その昨日の衝撃メールというのが、気のなるところなので話そう。


映画産業が華やかなりし頃、特に昭和20年〜40年代では映画館前や広告塔には手描きの看板がよく掲げられていました。つまり多くの映画看板の絵師が、それぞれの技量を用いて描いていました。それが主流であり、それを生業とする職人がたくさん居たのです。
やがて、印刷技術の発達や、宣伝広告の方向性の変化に伴ってその数が激減し、現在では手描きの映画看板を見る事は皆無となりました。数年前に映画「ALWAYS三丁目の夕日」の影響もあり昭和ノスタルジーなブームが盛り上がっていた頃に、昭和の面影として注目される場面もありましたし、映画看板で街興しに取り組んでいる地域もあります。

しかし、その手描きの映画看板を今も見る事ができる機会がありました。大阪の新世界国際劇場と天六ホクテン・ユウラク座です。新世界は大阪市浪速区にある通天閣のある場所ですね。天六天神橋筋六丁目、日本一長い商店街と呼ばれる天神橋筋商店街の最北端にあります。
以前、私は新世界に近い所に勤務していた時があり、昼飯や夜の晩酌には、よく新世界に行っていました。独特の雰囲気がある街で、私は1年と数ヶ月を過ごしました。この新世界での経験は私にとって凄い価値あるものとなりました。
写真が趣味な私なので、よく新世界の風景を撮影していましたけど、そこで気になって継続的に撮影していたのが新世界国際劇場の映画看板でした。
2006年秋から撮り始めて、2009年春まで継続して撮影していましたが、市大に入って多忙さ故に撮影できない日々が続いていました。いよいよ態勢を整えて再び…という時に、看板職人の引退を知りました。
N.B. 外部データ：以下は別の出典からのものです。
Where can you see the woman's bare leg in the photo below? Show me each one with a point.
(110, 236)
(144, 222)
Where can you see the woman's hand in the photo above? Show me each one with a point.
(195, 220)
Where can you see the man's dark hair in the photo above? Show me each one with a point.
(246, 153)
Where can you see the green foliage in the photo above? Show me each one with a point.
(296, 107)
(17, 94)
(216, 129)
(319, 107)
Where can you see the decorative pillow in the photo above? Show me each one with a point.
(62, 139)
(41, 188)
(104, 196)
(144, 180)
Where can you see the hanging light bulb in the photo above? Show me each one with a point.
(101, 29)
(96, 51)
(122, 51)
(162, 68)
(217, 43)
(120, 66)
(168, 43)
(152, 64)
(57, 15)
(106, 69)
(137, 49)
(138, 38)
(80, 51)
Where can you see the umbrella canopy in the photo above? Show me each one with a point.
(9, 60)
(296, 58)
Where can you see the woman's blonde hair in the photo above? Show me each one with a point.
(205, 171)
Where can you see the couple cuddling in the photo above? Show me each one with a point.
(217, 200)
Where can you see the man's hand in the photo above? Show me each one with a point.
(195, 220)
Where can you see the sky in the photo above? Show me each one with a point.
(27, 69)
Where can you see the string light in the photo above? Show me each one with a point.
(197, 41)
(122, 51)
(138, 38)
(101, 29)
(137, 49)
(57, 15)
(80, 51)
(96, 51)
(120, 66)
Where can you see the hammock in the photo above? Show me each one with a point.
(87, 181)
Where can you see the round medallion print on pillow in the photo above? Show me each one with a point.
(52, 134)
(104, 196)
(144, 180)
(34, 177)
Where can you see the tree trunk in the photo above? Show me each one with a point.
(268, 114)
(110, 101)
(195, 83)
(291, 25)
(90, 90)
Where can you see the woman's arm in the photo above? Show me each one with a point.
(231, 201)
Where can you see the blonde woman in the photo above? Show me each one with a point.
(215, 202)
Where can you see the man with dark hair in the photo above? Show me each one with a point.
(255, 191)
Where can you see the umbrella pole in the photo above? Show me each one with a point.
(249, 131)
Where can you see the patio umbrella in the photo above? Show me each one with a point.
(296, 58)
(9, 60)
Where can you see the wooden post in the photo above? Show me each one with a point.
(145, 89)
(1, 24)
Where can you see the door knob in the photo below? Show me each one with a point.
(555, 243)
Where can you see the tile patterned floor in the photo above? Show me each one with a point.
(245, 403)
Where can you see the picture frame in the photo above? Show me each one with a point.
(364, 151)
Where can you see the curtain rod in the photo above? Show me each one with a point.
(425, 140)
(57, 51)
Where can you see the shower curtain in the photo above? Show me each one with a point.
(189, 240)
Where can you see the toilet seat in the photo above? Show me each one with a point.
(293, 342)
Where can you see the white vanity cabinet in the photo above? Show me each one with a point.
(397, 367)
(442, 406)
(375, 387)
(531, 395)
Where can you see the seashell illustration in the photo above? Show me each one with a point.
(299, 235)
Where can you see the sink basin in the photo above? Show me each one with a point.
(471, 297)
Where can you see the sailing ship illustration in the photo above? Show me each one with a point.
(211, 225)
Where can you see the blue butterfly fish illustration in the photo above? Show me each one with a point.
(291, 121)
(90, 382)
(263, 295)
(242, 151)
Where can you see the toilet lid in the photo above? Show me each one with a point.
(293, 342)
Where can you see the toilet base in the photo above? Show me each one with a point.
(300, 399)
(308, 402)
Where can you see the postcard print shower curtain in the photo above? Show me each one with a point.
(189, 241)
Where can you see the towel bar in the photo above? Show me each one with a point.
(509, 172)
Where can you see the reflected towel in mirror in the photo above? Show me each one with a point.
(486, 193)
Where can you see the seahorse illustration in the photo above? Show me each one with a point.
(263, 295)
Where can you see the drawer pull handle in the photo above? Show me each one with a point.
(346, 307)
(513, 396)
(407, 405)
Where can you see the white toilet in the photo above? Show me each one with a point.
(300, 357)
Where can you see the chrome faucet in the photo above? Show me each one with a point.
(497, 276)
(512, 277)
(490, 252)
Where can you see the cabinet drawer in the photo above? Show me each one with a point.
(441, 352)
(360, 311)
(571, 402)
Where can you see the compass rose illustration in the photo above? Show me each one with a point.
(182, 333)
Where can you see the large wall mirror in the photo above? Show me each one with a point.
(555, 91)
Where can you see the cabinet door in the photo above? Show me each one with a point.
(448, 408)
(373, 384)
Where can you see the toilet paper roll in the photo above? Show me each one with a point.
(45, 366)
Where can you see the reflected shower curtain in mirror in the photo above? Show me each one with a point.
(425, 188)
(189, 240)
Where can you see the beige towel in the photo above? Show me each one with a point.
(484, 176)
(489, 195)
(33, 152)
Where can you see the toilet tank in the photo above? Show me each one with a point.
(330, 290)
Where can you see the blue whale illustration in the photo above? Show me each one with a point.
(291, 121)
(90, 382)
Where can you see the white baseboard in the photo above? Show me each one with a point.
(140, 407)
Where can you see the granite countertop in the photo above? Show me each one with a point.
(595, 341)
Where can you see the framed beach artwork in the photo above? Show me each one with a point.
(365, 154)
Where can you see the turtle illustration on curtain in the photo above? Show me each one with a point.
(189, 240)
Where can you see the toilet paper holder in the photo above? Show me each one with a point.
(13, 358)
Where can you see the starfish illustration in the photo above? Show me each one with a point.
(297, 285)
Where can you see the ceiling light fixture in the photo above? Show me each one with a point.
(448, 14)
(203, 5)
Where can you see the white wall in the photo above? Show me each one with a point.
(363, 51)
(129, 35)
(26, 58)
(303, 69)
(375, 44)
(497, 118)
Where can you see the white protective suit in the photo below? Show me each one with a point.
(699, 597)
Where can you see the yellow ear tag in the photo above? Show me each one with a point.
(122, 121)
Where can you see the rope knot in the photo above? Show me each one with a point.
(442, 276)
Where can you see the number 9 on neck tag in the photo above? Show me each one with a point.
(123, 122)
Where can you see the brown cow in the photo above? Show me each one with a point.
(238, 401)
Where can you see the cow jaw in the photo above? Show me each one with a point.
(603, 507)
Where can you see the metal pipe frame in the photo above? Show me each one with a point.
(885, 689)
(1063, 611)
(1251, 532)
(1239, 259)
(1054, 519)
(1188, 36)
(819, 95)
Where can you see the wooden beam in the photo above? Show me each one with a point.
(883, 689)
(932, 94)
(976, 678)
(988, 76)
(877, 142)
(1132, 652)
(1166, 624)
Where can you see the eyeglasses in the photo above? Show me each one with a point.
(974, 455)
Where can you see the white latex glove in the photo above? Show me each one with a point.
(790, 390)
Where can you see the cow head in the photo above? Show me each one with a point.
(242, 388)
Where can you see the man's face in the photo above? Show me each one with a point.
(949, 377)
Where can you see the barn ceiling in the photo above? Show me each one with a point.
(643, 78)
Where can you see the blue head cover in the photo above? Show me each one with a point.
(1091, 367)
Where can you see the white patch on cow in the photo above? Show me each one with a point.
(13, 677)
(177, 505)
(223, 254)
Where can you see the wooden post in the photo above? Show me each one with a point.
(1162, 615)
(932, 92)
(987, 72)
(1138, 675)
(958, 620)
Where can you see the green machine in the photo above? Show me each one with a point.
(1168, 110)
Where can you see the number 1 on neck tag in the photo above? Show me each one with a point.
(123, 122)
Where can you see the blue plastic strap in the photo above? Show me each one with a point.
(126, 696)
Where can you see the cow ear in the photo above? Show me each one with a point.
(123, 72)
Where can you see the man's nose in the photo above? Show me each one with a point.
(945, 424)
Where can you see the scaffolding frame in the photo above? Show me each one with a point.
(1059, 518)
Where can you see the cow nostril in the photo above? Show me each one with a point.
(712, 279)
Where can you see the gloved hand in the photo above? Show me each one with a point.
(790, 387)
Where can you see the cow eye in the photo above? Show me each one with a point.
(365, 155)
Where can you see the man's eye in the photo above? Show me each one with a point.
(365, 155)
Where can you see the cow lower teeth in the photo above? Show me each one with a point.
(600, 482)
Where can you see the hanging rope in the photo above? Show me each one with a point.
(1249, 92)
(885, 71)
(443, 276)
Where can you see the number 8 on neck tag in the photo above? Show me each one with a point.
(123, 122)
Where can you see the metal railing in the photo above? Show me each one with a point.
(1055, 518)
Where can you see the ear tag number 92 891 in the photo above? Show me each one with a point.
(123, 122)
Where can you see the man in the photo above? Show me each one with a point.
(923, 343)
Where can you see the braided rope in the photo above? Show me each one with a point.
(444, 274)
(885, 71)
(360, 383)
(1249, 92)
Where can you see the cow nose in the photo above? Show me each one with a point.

この事を知りえたのは、私が継続的に看板を記録していることを密かに応援してくださってた方から頂いたものなのですが、例の看板職人さん自身も、私が記録に残していることに興味をもたれていたようで、その事は私にとっても嬉しいものでありました。

大阪で、もしかすると日本で最後の映画看板職人の仕事ぶりが、もう見れなくなるのは残念です。今週の看板架け替えが最後となるそうです。